Moreover, current tools are not good at diagnosing lung cancer. In the US, it takes 350 CT scans to detect one case of lung cancer, Onn noted. He also cited a study in which US Veterans Affairs hospitals implemented lung cancer screening guidelines, and screened some 2,000 patients who consented to partake in the study. CT scans detected nodules in 60 percent of patients, the vast majority of which were benign.

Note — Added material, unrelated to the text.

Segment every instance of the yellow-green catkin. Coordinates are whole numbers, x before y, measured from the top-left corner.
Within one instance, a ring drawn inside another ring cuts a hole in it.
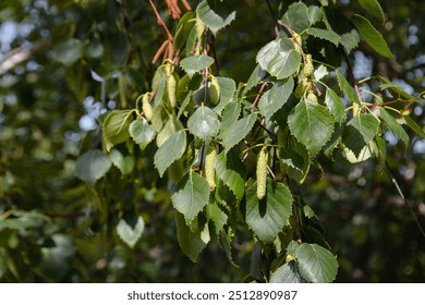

"So, obviously, CT is not good enough to detect lung cancer," Onn said. "We need additional technologies. Why don't we use blood or tissue markers?"
However, he cited another study that demonstrated the ability of a multi-analyte blood test to detect a range of cancers. It didn't work as well in lung cancer compared to its performance in other tumortypes. The WIN Consortium is hoping to make a difference in this regard through BOOSTER.
This effort is planning to enroll 4,000 NSCLC patients globally who undergo curative surgery for early-stage lung cancer, and collect blood before and after three months following surgery. These samples will be compared for identification of a variety of biomarkers. "Hopefully, we'll be able to identify markers that are associated with disease," Onn said. The researchers then plan to validate these biomarkers by following patients longitudinally to see whether or not they develop the disease.